I took a look inside Clawdbot (aka Moltbot) architecture and how it handles agent executions, tool use, browser automation, etc. There are many lessons to learn for AI engineers.
Learning how Clawdbot works under the hood allows a better understanding of the system and its capabilities, and most importantly, what it’s GOOD at and BAD at.
This started as a personal curiosity about how Clawdbot handles its memory and how reliable it is. In this article I’ll go through the surface-level of how Clawdbot works.
What Clawdbot Actually Is
So everybody knows Clawdbot is a personal assistant you can run locally or through model APIs and access as easy as on your phone.
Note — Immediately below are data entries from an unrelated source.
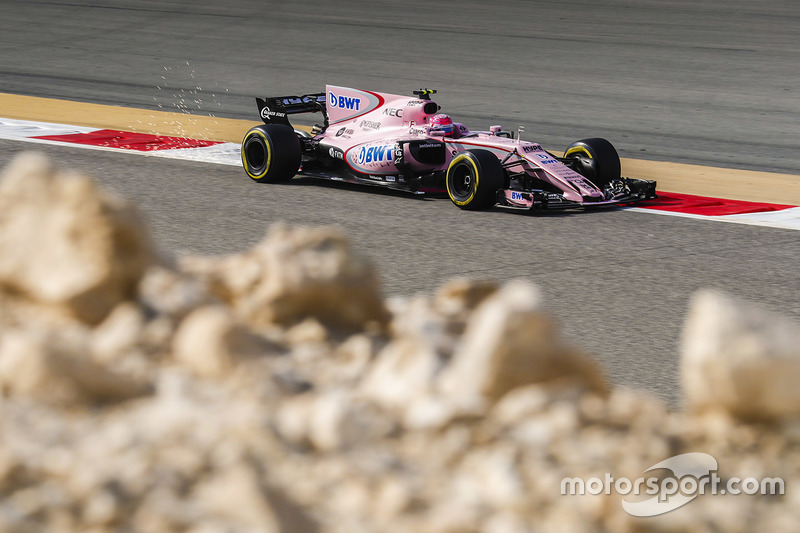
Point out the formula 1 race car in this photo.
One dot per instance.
(404, 143)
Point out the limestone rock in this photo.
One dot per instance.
(59, 371)
(740, 358)
(65, 243)
(210, 341)
(296, 273)
(510, 342)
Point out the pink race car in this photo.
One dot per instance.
(406, 143)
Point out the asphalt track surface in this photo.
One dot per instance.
(713, 83)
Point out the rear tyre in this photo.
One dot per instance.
(271, 153)
(473, 179)
(596, 159)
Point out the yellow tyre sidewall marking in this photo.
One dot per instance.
(471, 161)
(269, 154)
(576, 149)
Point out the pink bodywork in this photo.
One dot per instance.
(365, 127)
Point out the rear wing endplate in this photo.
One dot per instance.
(275, 110)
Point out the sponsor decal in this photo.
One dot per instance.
(304, 99)
(267, 112)
(375, 154)
(344, 102)
(369, 125)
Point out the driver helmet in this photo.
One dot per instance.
(442, 122)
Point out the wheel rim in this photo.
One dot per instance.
(256, 154)
(463, 180)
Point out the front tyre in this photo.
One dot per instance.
(596, 159)
(271, 153)
(473, 179)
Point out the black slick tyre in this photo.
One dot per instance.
(473, 179)
(596, 159)
(271, 153)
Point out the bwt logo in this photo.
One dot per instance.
(344, 102)
(374, 154)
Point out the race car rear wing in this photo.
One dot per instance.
(275, 110)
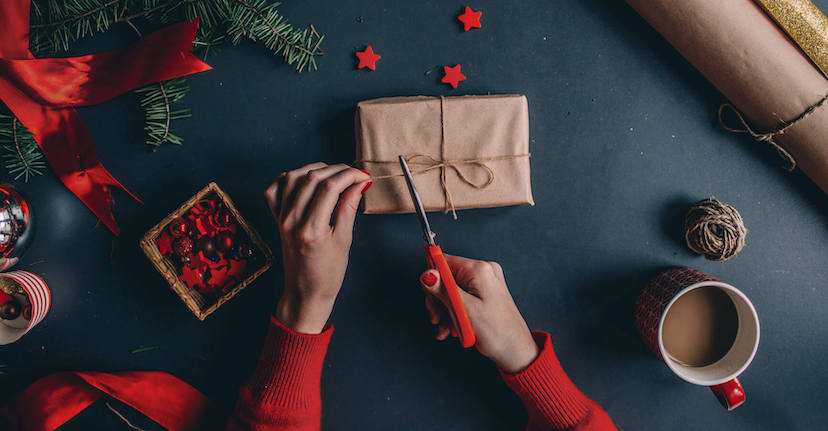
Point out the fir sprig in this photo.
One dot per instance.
(62, 22)
(58, 24)
(157, 101)
(21, 155)
(259, 21)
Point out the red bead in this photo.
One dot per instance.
(207, 246)
(179, 227)
(9, 310)
(183, 246)
(225, 241)
(244, 251)
(222, 219)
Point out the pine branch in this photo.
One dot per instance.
(63, 22)
(60, 24)
(21, 155)
(157, 101)
(259, 21)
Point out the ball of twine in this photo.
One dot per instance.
(714, 229)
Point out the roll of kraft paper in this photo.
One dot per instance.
(742, 52)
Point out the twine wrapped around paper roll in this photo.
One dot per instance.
(739, 49)
(714, 229)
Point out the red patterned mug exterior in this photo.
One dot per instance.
(651, 307)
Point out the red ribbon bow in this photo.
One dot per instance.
(42, 94)
(51, 401)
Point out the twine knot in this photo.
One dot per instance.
(444, 163)
(769, 135)
(714, 229)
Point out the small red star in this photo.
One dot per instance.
(367, 58)
(470, 19)
(453, 75)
But what is it really?
At its core, Clawdbot is a TypeScript CLI application.
It’s not Python, Next.js, or a web app.
It’s a process that:
- Runs on your machine and exposes a gateway server to handle all channel connections (telegram, whatsapp, slack, etc.)
- Makes calls to LLM APIs (Anthropic, OpenAI, local, etc.)
- Executes tools locally
- And does whatever you want on your computer
The Architecture
To explain the architecture more simply, here’s what happens when you message Clawdbot on a messenger:
1. Channel Adapter
A Channel Adapter takes your message and processes it (normalize, extract attachments). Different messengers and input streams have their dedicated adapters.
2. Gateway Server
The Gateway Server is the task/session coordinator. It takes your message and passes it to the right session. This is the heart of Clawdbot. It handles multiple overlapping requests.
To serialize operations, Clawdbot uses a lane-based command queue. A session has its own dedicated lane, and low-risk parallelizable tasks can run in parallel lanes (cron jobs).
This is in contrast to using async/await spaghetti. Over-parallelization hurts reliability and brings out a huge swarm of debugging nightmares.
Default to Serial, go for Parallel explicitly.
If you’ve worked with agents you’ve already realized this to some extent. This is also the insight from Cognition’s “Don’t Build Multi-Agents” blog post. A simple async setup per agent will leave you with a dump of interleaved garbage. Logs will be unreadable, and if they share states, race conditions will be a constant fear you must account for in development.
Lane is an abstraction over queues where serialization is the default architecture instead of an afterthought. As a developer, you write code naturally, and the queue handles the race conditions for you.
3. Agent Runner
This is where the actual AI comes in. It figures out which model to use, picks the API key (if none work it marks the profile in cooldown and tries next), and falls back to a different model if the primary one fails.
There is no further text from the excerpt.